Ha muerto la voz de los invisibles. Ha muerto quién demostró que se podía gobernar al servicio del pueblo. Ha muerto quien desnudaba a los políticos serviles de esa “izquierda” humillada y rastrera que se arrodilla ante el poder del dinero mientras  trata de convencer a los pobres para poder engañarlos una vez más.

Hoy la plutocracia cree que ha ganado una batalla, que su enemigo ha sido derrotado.

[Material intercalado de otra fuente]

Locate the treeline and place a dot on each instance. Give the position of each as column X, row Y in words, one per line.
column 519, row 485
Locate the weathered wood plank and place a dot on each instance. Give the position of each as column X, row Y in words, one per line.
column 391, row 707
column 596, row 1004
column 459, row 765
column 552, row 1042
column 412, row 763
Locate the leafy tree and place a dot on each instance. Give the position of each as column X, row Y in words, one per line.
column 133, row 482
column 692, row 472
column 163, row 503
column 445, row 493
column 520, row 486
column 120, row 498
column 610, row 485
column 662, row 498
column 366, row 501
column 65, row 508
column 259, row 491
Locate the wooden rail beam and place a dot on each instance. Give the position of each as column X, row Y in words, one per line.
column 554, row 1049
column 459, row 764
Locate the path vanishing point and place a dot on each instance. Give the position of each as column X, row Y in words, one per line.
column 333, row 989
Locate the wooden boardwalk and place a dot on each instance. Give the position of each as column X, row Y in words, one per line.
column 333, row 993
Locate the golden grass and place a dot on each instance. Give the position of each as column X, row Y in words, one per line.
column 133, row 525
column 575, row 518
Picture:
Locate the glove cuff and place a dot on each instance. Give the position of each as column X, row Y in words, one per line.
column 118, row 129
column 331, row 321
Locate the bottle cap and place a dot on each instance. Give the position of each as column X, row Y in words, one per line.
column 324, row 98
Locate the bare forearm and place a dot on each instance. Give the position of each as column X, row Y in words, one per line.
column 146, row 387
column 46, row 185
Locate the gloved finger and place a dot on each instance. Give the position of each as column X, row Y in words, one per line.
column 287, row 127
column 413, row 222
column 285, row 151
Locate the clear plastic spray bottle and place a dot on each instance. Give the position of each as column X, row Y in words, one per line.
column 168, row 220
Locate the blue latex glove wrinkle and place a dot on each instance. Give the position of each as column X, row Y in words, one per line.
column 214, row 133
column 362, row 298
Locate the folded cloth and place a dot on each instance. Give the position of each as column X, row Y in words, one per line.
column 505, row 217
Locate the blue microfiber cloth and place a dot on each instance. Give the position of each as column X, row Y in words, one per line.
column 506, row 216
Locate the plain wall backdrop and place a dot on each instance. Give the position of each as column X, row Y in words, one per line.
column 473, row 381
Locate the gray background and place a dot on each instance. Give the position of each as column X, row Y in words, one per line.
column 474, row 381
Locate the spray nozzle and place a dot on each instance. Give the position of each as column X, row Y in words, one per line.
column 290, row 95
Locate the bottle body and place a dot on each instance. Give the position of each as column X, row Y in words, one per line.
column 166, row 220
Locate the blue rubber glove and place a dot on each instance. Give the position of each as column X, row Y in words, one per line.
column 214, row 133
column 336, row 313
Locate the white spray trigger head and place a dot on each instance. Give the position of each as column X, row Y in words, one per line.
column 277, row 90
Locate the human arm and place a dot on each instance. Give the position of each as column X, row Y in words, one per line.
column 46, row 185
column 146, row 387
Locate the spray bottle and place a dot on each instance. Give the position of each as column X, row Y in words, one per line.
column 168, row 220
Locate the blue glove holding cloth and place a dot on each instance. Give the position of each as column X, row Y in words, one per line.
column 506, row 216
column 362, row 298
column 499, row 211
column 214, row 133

Pero se equivoca, porque su enemigo es el pueblo, y el pueblo unido no puede ser derrotado. Y Hugo Chávez ha enseñado al pueblo a creer en su poder.

Con Hugo se ha ido sobre todo un buen hombre, un gran hombre. Se ha ido uno de los pocos gobernantes realmente del pueblo. Él no gobernaba para el pueblo, él era el pueblo gobernando. Él entendía mejor que nadie a los pobres, porque era uno de ellos. Él entendía lo que era para los pobres enfrentarse al poder absoluto de la plutocracia. Y el pueblo sabía que era uno de los suyos.

Y se ha ido un hombre alegre, un hombre que sabía transmitir esa alegría a todos. Porque para los pobres no hay nada más valioso que la alegría de vivir. Porque es muy difícil vivir cuando no sé tiene nada.

Hugo Chávez deja sus logros en desarrollo social de Venezuela y deja un espíritu que avanza lento pero seguro por toda Latinoamérica.

¡Hasta siempre, comandante! ¡En nuestra memoria vivirás siempre!